Chief Counselor's Duty Log #3 - Pangaea's Aftermath
Posted on Sun May 29, 2016 @ 6:14am by Lieutenant JG Noelle Bennett M.D.
542 words; about a 3 minute read
I suppose I would be remiss if I didn't start this log with the mention of my first away mission since I've been assigned to Deep Space Five. Even now, after I've been given some time to think on it, I'm still having a hard time making sense of it. Was it a dream? Hallucination? At times, it certainly felt like both. What started as a camping trip to promote diplomatic relations between the powers interested in Pangaea turned into a struggle for our lives and the lives of others. Initially, I thought the worst thing that could happen would be two ambassadors from different delegations going after one another. There was certainly enough snark to go around. Of course, I'm not trying to minimize the seriousness of two or more ambassadors getting into a physical altercation during a diplomatic mission, but it certainly wouldn't be the first time it happened and I'm sure it wouldn't be the last.

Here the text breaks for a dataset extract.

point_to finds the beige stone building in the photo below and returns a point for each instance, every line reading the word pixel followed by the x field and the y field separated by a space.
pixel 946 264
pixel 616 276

Fortunately, or unfortunately, as I came to realize, that's when the rain came. At first, I was irritated. The only thing worse than trying to camp with cranky ambassadors was to camp with cranky ambassadors in the rain. After a few moments, however, I thought perhaps this could be a welcome development. Everyone has survival and protective instincts, and I thought perhaps the rain would force everyone to work together for a common goal long enough to quit their bickering.
I guess it worked, somewhat.
A group of us ended up entering a cave for shelter. I expected to find predators of the furry or scaled variety, I never expected to find a stone sentry of sorts. What happened next is a bit of a blur, but whether dream or hallucination, I distinctly recall the hairs on the back of my neck standing up. I can still feel it, honestly. We were in danger, and yet, we were also being confronted with hundreds of people in need of medical attention. It was truly overwhelming, and I haven't felt that emotionally torn in a long time. In fact, I don't ever remember having to choose between my very survival and that of others before this. Doctors are asked to make choices between patients all the time, but choosing between the life of somebody else and ourselves? It was like a healer's nightmare version of the Kobayashi Meru.
I can still see the look on the chief medical officer's face as I insisted we had to leave before it was too late. I never expected I would be the one advocating such a position, and even though I know it was the necessary thing to do, a part of me still feels guilty. I can't remember how we got back, but my gratitude that we did hasn't completely left me.
Still, these events are but a footnote now as all of us do our best to move on. Most notably, the Captain is back in command after a lengthy period of evaluation and suspicion. I have no doubt she is relieved about this turn of events, but I'm under no illusion it will be a simple transition for her. After the events on Pangaea, it will be a relief to actually help people once again.